Hoffnungen und Ängste

Erreichen wollte man damit vor allem kürzere Verfahren bei strittigen Sorge- und Kontaktrechtsfällen sowie eine Deeskalation der elterlichen Streits durch die verordnete "Abkühlphase" - eine Art gemeinsame Obsorge auf Probe. Nicht zuletzt sollten uneheliche Väter mehr Rechte erhalten - letztere dürfen nun auch ohne Einwilligung der Mutter den Antrag auf gemeinsame Obsorge stellen.

Befürchtungen und Ängste wurden allerdings auch groß geschrieben. Die Gerichte sahen eine Flut an Neuanträgen von getrennt lebenden Vätern auf sie zukommen, die das Gerichtssystem über Jahre blockieren könnte. Frauenorganisationen protestierten, dass die Rechte von Müttern beschnitten würden und sie von gewalttätigen Ex-Partnern aufgrund des neuen Antragsrechts unter Druck gesetzt werden könnten.

Flut an Neuanträgen blieb aus

Nun ist das Gesetz seit einem Jahr in Kraft. Fragt man Expertinnen, zeigt sich in einer ersten Bestandsaufnahme ein durchwachsenes Bild. Von einer kürzeren Verfahrensdauer kann nicht die Rede sein. Und auch der Nutzen zur Deeskalation bei strittigen Trennungen darf bezweifelt werden. Fix ist aber jedenfalls: Zu massenhaften Neuanträgen auf gemeinsame Obsorge von getrennt lebenden Vätern ist es nicht gekommen.

"Das ist zum Glück nicht eingetreten", bestätigt auch die Sprecherin der österreichischen FamilienrichterInnen, Doris Täubel-Weinreich. Offenbar wurde das Ausmaß der Unzufriedenheit bei diesen Vätern im Vorfeld als zu groß eingestuft. Vermutlich hat es sich aber auch herumgesprochen, dass die gemeinsame Obsorge Vätern nicht automatisch, also quasi per Gesetz, mehr Kontakt zum Kind ermöglicht. Immer noch muss bei einer Trennung der hauptsächliche Aufenthaltsort des Kindes bestimmt werden. Und an diesen Status sind eine Reihe von Vorrechten verknüpft. So ist es dieser Person etwa möglich, ohne Einwilligung des anderen Elternteils in ein anderes Bundesland zu ziehen. 

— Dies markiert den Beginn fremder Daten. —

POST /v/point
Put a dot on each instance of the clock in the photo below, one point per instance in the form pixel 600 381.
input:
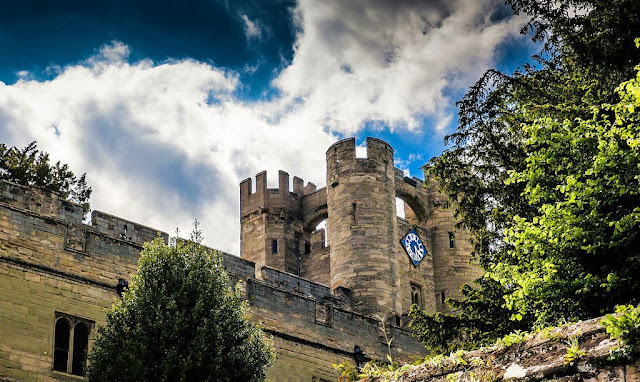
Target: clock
pixel 414 247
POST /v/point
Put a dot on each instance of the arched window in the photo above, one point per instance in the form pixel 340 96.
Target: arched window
pixel 71 344
pixel 80 345
pixel 416 295
pixel 61 344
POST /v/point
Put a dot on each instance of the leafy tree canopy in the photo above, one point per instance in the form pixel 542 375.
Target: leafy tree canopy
pixel 522 169
pixel 31 167
pixel 179 320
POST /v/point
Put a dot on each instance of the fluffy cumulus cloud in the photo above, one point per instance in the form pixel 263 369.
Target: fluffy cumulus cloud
pixel 162 143
pixel 166 142
pixel 251 28
pixel 390 60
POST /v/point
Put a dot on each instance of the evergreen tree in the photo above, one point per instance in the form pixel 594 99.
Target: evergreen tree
pixel 501 171
pixel 31 167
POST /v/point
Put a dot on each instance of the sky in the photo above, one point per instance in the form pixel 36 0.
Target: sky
pixel 168 105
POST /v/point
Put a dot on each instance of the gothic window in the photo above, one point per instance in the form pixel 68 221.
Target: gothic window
pixel 354 214
pixel 71 343
pixel 416 295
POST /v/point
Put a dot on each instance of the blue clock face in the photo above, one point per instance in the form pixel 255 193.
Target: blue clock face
pixel 414 247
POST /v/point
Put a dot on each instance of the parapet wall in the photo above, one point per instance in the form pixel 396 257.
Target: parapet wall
pixel 46 251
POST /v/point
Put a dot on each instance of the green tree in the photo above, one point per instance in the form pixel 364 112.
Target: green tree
pixel 582 246
pixel 587 51
pixel 179 320
pixel 31 167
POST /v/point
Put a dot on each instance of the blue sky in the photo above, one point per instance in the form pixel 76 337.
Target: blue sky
pixel 168 105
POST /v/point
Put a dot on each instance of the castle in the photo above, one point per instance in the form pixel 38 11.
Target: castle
pixel 320 302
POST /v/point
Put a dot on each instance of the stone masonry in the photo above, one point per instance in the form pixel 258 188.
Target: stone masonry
pixel 316 301
pixel 364 258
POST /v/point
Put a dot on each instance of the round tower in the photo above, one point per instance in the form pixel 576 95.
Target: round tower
pixel 361 225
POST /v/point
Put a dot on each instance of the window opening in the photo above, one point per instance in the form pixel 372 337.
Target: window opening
pixel 416 295
pixel 71 344
pixel 400 212
pixel 354 213
pixel 61 345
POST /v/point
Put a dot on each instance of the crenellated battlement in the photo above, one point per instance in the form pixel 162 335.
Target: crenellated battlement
pixel 265 198
pixel 341 158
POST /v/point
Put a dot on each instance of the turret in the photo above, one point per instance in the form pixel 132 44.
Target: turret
pixel 270 222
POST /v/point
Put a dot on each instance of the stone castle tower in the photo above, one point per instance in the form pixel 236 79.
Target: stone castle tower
pixel 365 260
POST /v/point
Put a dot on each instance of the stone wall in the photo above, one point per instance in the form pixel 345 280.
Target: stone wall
pixel 364 254
pixel 51 263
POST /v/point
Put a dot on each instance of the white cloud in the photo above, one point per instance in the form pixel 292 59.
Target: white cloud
pixel 251 29
pixel 389 61
pixel 159 151
pixel 154 151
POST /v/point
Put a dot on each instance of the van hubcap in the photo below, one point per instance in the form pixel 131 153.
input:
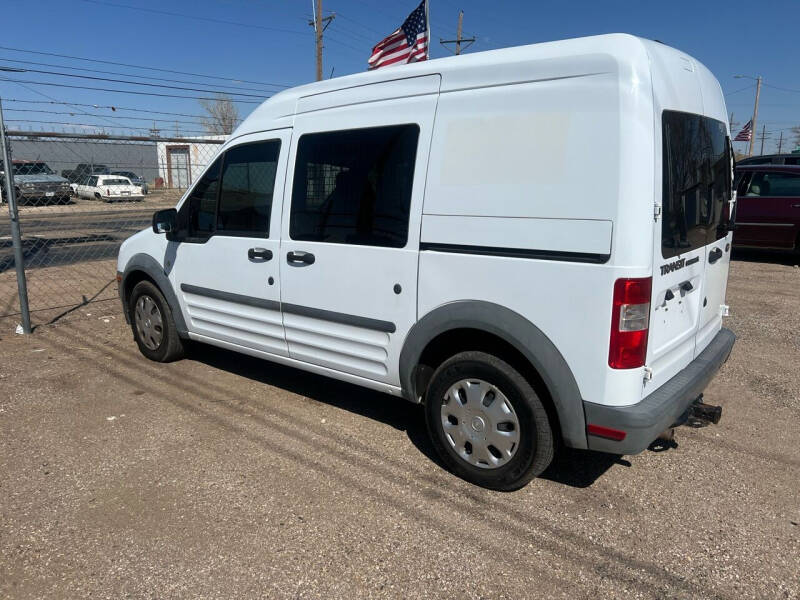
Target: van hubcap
pixel 480 423
pixel 148 321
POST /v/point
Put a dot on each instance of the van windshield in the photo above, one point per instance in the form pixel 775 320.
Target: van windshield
pixel 696 182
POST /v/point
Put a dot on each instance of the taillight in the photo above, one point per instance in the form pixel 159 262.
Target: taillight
pixel 630 319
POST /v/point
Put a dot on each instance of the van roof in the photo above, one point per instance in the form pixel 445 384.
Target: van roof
pixel 479 69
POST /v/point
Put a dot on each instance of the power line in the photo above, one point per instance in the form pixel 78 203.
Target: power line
pixel 132 66
pixel 43 95
pixel 128 82
pixel 28 62
pixel 783 89
pixel 98 106
pixel 81 87
pixel 67 113
pixel 196 17
pixel 97 126
pixel 749 87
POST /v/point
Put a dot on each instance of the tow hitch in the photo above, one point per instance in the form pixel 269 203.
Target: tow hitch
pixel 703 413
pixel 699 414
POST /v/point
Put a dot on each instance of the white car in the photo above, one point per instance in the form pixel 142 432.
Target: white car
pixel 533 242
pixel 108 188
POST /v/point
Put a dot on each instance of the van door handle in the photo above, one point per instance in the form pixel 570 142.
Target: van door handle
pixel 300 258
pixel 259 254
pixel 714 255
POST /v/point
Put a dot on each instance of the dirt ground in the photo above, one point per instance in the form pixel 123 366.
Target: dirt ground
pixel 222 476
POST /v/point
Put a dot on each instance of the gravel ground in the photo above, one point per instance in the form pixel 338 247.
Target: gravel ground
pixel 222 476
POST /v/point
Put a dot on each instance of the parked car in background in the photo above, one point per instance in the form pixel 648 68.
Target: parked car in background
pixel 768 207
pixel 83 169
pixel 135 179
pixel 108 188
pixel 771 159
pixel 36 183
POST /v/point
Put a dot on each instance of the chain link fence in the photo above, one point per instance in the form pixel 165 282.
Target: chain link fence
pixel 79 196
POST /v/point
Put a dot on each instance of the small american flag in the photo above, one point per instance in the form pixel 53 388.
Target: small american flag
pixel 407 44
pixel 745 134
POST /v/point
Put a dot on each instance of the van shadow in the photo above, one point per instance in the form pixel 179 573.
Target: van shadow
pixel 778 257
pixel 574 468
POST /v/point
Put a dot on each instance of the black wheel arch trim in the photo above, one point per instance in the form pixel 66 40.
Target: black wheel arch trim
pixel 516 330
pixel 150 267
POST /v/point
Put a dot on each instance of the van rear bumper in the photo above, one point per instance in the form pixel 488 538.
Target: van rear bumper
pixel 644 422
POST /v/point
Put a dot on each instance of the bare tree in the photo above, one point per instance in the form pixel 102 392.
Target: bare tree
pixel 223 116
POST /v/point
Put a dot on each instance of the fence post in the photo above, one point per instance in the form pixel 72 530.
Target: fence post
pixel 16 237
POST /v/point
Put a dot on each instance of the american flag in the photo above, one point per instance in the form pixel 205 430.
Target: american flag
pixel 745 134
pixel 407 44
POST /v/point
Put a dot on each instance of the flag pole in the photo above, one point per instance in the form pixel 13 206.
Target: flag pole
pixel 428 24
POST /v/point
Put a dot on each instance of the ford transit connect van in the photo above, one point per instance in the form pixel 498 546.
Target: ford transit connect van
pixel 533 242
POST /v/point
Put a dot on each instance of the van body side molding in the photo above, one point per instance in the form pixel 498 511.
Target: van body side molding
pixel 336 317
pixel 515 329
pixel 582 257
pixel 230 297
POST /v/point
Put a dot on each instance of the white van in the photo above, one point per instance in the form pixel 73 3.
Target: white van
pixel 534 242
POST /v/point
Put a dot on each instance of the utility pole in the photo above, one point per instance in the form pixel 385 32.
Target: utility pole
pixel 319 24
pixel 755 117
pixel 459 39
pixel 16 236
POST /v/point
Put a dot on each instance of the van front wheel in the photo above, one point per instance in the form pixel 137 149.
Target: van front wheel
pixel 487 423
pixel 152 324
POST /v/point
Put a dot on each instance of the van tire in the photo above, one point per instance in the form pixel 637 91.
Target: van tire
pixel 535 448
pixel 159 342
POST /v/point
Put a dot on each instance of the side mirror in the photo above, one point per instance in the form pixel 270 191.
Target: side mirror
pixel 165 221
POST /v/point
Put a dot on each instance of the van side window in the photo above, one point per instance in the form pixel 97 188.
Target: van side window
pixel 202 203
pixel 354 187
pixel 248 180
pixel 774 184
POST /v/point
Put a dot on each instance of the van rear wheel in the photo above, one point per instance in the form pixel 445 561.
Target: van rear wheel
pixel 153 327
pixel 487 423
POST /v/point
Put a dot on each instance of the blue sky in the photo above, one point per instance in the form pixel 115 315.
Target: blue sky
pixel 270 42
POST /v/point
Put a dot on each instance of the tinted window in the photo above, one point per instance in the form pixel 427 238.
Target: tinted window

Gemeinsame Obsorge als Idealmodell

"Die Novelle hat dazu geführt, dass die gemeinsame Obsorge von den RichterInnen inzwischen als Idealmodell betrachtet wird. Gleichzeitig haben sie die Möglichkeit bekommen, besser auf den Einzelfall einzugehen", fasst Täubel-Weinreich die Veränderungen zusammen. Dass sich das Gesetz deeskalierend auf die strittigen Sorge- und Kontaktrechtsfälle auswirke, konnte sie jedoch bisher nicht beobachten.

Auch Scheidungsanwältin Christine Kolbitsch gibt hier keine Entwarnung. "Sehr viele Väter, die jetzt einen Neuantrag stellen, haben bereits ein strittiges Obsorgeverfahren hinter sich. In diesen Fällen beginnt das Ganze jetzt erneut vor Gericht."

Die strittigen Scheidungen und Trennungen mit Kindern machen laut Kolbitschs Schätzung rund 15 Prozent aller Fälle vor Gericht aus. Seit der Novelle wird in diesen Fällen die neu geschaffene Familiengerichtshilfe von den Gerichten unter anderem für fachliche Stellungnahmen herangezogen. Die Behörde sei mächtig, meint Kolbitsch, weil sich die RichterInnen in der Regel an diese Empfehlungen halten.

Das Problem dabei: Die Familiengerichtshilfe wird heute bei fast allen strittigen Fällen eingesetzt, was diese neue Behörde enorm belastet. Auf eine fachliche Stellungnahme warten die Gerichte durchschnittlich vier Monate – eine lange Zeit, wenn ein Konflikt zwischen den Eltern schwelt. Bis dato kann von der gewünschten Beschleunigung der Verfahren also nicht die Rede sein.

Abkühlphase praxistauglich?

Auffällig ist für Kolbitsch zudem, dass die RichterInnen so gut wie nie die neu definierte "Abkühlphase" verordnen. Täubel-Weinreich bestätigt eine große Zurückhaltung der Richterschaft: "In der Praxis ist sie schwierig. Das Gericht kann den vorgesehenen Betreuungsplan oft nicht ohne weitere Erhebungen bestimmen, zum Beispiel scheitert es oft an der Frage, ob das Kind beim anderen übernachten darf. Und wenn Erhebungen bereits gemacht sind, braucht es auch keine Abkühlphase mehr".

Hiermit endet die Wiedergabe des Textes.